I attended a service in celebration of the life of Rick Sharp, yesterday. Rick retired as CEO of Circuit City Stores and had a profound impact on a number of businesses and people, me included. I found myself nourished, yet humbled, by the many stories shared by the family. To suggest that Rick was quite a character without further elaboration would be a gross injustice. There’s a quotation by William Purkey that will provide insight to what was reflected throughout yesterday’s service:
“You’ve gotta dance like there’s nobody watching,
Love like you’ll never be hurt,
Sing like there’s nobody listening,
And live like it’s heaven on Earth.”
Rick did everything Big, or as was shared by the pastor, “Rick added an -er to everything.” Bigger, brighter, faster, higher, smarter, wiser, the list runs on. He wasn’t afraid to be real, to be authentic. He enjoyed playing games and fulfilled a ‘kid-at-heart’ life. But don’t be fooled by this myopic glimpse into his life. Rick was larger than life. If life were a chess match, Rick was the master, always several moves ahead. It could be very intimidating to be in a meeting with Rick. His eyes were sharp (no pun intended) and observant. He was often the last to speak after he had given the floor over to others for debate. He could quiet a room with his voice better than EF Hutton. His words were often few and always on point. I would capture his remarks and later study and analyze them for better understanding and learning. Rick was willing to teach if you were willing to learn. He wouldn’t give up on you if you were putting forth the effort to learn and improve.
Rick saw the opportunity to improve most everything. That was one of his penchants. He was often drawn to things that were most broke. That’s how he saw the buying and selling of automobiles, and how the idea for CarMax was born.
Rick’s mind was his greatest asset, and sadly, a rare form of the Alzheimer’s disease took that gift, and ultimately his life away from him.
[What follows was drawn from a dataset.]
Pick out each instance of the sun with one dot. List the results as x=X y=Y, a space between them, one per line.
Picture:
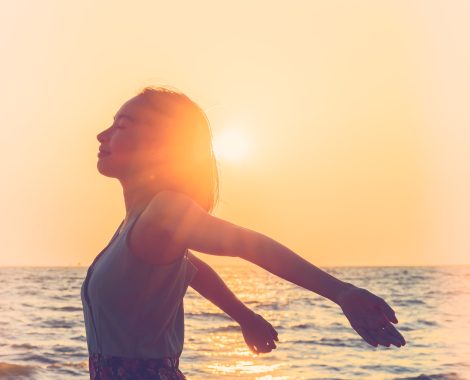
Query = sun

I was one of the first to enter the church hall yesterday with an hour to quietly sit and reflect. On duplicate large screens in the front, Rick’s life was projected with a 20-minute carousel of pictures, from childhood, to marriage, through children and grandchildren, and encompassing many highlights with family and friends. In every single picture, Rick wore a warm and sincere smile. You could see how much he enjoyed life and those he loved. As the service neared its end I found myself humbled in knowing this man – a great father, husband, friend, mind, innovator, spirit, leader and servant.
I am reminded of this Maya Angelou quotation when I consider the life Rick led, the imprints he left in the sand and the lives he intersected with:
“Life is not measured by the number of breaths we take, but by the moments that take our breath away.”
Rick created so many of these moments. I am glad to have known him and to have shared just a few.